Due to the different ablation properties of the materials， ablation steps are common in composite nozzles of solid rocket motors， which seriously affects the structural integrity of the nozzle and reduces the nozzle performance. In order to predict the evolution of the ablation step pattern at the intersection of different thermal protection materials in the composite nozzle of a solid rocket motor， a fluid-solid coupling calculation method was developed to reflect the ablation process of thermal protection materials in the two-phase flow environment of the nozzle. Based on the mechanism of thermochemical ablation and particle erosion， the evolution process of the ablative surface of graphite-high silica phenolic compound nozzle was simulated by considering the regression of the ablative surface in the transient calculation， and the effectiveness of the calculation method was verified. The simulated ablative step of convergence section was in good agreement with the experimental results， while the calculated step depth of expansion section was lower than the experimental value.
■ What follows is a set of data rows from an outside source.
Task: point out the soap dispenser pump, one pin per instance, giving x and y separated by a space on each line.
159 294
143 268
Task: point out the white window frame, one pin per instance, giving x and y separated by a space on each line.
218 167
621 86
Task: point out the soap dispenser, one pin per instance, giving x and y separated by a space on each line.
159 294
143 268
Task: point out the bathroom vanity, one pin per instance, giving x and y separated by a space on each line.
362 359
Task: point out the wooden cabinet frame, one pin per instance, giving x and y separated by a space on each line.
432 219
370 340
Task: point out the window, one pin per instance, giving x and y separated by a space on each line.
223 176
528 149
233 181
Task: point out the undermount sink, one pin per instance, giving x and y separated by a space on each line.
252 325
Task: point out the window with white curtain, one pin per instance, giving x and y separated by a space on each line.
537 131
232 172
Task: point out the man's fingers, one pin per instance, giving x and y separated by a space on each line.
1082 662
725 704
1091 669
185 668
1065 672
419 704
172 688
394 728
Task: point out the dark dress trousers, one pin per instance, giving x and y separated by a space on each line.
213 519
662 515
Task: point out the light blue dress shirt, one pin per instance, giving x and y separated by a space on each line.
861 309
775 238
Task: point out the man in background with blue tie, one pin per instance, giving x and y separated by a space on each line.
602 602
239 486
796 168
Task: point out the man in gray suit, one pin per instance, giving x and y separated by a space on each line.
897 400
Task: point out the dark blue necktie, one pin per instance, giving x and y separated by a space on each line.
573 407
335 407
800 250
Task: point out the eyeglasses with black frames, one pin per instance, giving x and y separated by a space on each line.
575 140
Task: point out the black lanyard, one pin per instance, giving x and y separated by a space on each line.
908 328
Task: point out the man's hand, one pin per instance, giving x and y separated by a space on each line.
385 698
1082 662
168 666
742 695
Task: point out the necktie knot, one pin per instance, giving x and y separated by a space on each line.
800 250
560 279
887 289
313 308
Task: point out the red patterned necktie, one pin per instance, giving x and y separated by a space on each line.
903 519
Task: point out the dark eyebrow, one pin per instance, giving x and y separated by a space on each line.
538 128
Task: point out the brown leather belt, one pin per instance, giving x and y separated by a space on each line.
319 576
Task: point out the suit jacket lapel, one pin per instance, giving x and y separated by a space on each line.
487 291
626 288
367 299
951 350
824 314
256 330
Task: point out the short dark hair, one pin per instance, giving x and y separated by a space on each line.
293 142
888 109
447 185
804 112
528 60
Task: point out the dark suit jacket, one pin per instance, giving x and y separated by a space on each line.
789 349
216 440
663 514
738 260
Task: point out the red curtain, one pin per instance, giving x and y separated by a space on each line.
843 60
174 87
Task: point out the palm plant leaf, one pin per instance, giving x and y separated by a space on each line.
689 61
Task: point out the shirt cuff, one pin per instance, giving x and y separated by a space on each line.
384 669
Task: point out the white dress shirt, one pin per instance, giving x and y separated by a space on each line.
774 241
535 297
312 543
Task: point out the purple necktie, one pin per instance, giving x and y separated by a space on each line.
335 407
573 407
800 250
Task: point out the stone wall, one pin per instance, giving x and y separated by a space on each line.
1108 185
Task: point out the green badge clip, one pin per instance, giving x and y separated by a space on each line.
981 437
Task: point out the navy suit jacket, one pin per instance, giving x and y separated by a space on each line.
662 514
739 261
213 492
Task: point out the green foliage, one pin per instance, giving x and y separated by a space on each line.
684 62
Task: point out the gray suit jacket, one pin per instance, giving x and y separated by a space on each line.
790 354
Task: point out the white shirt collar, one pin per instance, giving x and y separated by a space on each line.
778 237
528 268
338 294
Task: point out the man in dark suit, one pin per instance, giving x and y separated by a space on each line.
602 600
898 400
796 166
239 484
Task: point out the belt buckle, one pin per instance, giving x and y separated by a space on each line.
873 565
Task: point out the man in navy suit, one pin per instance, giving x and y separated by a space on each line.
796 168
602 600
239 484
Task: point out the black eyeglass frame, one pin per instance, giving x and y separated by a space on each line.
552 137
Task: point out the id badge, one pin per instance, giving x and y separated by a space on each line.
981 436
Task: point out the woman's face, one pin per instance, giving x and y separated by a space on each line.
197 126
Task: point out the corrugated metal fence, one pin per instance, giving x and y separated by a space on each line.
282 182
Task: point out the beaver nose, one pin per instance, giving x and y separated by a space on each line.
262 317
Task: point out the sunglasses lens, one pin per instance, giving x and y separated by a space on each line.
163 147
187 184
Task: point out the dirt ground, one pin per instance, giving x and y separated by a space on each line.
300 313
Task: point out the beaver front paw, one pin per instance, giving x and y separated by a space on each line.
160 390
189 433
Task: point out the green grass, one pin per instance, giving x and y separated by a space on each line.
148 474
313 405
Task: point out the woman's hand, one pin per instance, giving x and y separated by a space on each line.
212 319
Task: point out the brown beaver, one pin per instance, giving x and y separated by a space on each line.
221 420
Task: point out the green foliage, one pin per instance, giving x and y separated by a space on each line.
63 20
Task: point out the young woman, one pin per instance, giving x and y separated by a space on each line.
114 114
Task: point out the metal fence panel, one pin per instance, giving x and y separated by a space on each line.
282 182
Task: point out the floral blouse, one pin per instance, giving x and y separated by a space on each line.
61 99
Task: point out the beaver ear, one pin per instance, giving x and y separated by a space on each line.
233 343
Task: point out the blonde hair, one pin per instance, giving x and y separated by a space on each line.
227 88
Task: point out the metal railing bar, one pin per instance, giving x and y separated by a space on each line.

Simulation results show that： the convergent section is subjected to a combination of thermochemical ablation and particle erosion， the difference in particle erosion rate between the two materials up to 0.36 mm/s， which is the main reason for the formation of ablation steps in the convergence section. The generation of ablation steps in the expansion section is only affected by thermochemical ablation， the maximum difference in receding rate at the intersection is 0.044 mm/s. After the formation of ablation steps， the exposed graphite material at the corners will be subject to a strong particle scouring effect. The actual throat of the nozzle moves 1.96 mm towards the outlet due to ablation of the graphite material at the front of the nozzle throat.